Climate research 'heads for forced landing'

April 4, 1997

Britain could lose a key tool in its quest to improve understanding of global climate change, a House of Commons committee has warned.

In its latest report on the Natural Environment Research Council and Research into Climate Change, the House of Commons Science and Technology Committee says a decision to reduce funding for the Meteorological Office's specially equipped C130 research aircraft may not be in the "best interests of the country as a whole".

The aircraft is a key tool for scientists investigating atmospheric chemistry which, according to the committee, "currently constitutes the biggest uncertainty in our understanding of global climate change". Despite the Ministry of Defence cuts, the report notes that the Met Office is to attempt to keep the research flight aloft by charging flying time to others. But if not, it would buy time on other aircraft to make the observations it needs.

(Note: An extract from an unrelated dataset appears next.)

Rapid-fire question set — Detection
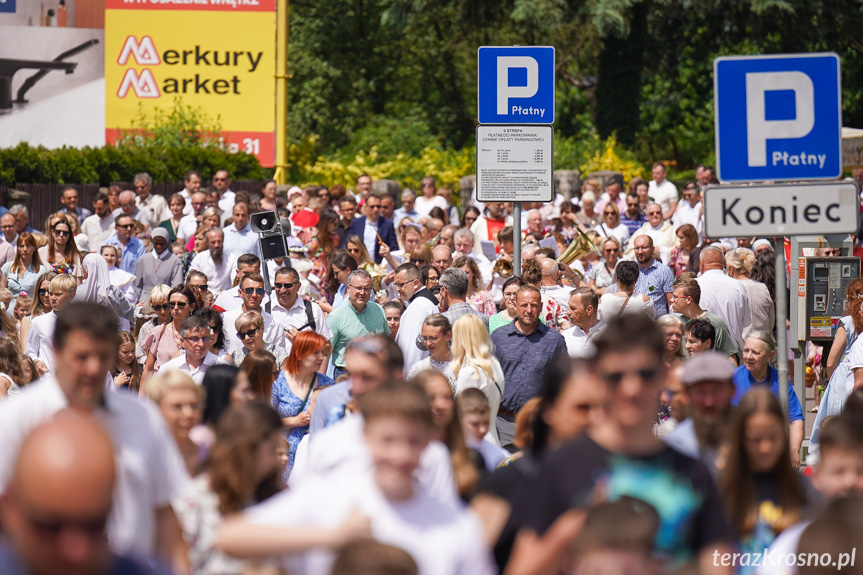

The House of Commons committee notes: "If attempts to keep the Research Flight fail, it is hard to see precisely where the Met Office will find alternative facilities at a lower cost; both NERC and the Met Office agree that the C130 is the only flight of its calibre in Europe."

The committee adds that even if enough money is raised to keep the flight in being, the amount available to spend on research will diminish as NERC will now have to fund air-time fees topping Pounds 6,000 an hour. Until 1995, flight time was free.

According to the committee, the additional cost to NERC in the coming year, if only top proposals are funded, might exceed Pounds 850,000.